Slow down development and revisit package structure

Hi all! Sorry I've been a bit radio silent, but I have been watching the development of tedana over the past few months and it's been great! There's a whole bunch of new features and stuff that look really cool and I'm excited to try them out. I'm wondering, though, if we might slow down new development a bit and focus some on refactoring the package?

That is, coming back to tedana after some time away, it took me a not-insignificant amount of time to remember what functions were where and how they all interconnected. It's still sprawling, and I think that, given the trajectory of the package (i.e., it's not going to be anything near the size of e.g., nilearn or nistats), it might be good to consolidate things a bit.

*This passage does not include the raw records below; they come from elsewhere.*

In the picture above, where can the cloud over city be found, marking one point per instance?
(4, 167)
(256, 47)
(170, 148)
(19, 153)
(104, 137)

To that end, would something like the following be more parsimonious / understandable to new contributors, without sacrificing modularity?

tedana/
├── __init__.py
├── combine.py                  (formerly model/combine.py)
├── decay.py                    (formerly model/monoexponential.py)
├── decompositions/
│   ├── __init__.py
│   ├── utils.py
│   └── eigendecomp.py
├── fit.py                      (formerly model/fit.py)
├── io.py                       (formerly utils/io.py)
├── selcomps.py                 (formerly selection/*)
├── utils.py                    (formerly utils/utils.py)
├── cli/                        (formerly workflows/)
    ├── __init__.py
    ├── t2smap.py
    └── tedana.py
└── tests/

In my mind, these would have the following:

`combine.py`

Functions for creating the optimal combination time series.

Ideally the functions here would also accept file inputs, in addition to concatenated data inputs. Pre-generation of a T2* map (via decay.py functionality) would be optional, so that users interested in the optimal combination could call this function providing only their echo files and echo times and get back an in-memory niimg-like object of the optimal combination time series.

`decay.py`

Functions for modeling signal decay and generating T2* maps.

This is more-or-less a carbon copy of the existing model/monoexponential.py right now, but renamed. New functions for modeling signal decay (i.e., voxel-wise fits) could be added here.

`decompositions/`

Functions for decomposing time series.

Given that this is the primary module that might be expanded to accommodate other decomposition techniques, I would be comfortable keeping this as-is.

`fit.py`

Functions for fitting R2* and S0 models.

Copy of model/fit.py, but in the general package namespace.

`io.py`

Functions for handling reading and writing data, including consolidating components into relevant time series.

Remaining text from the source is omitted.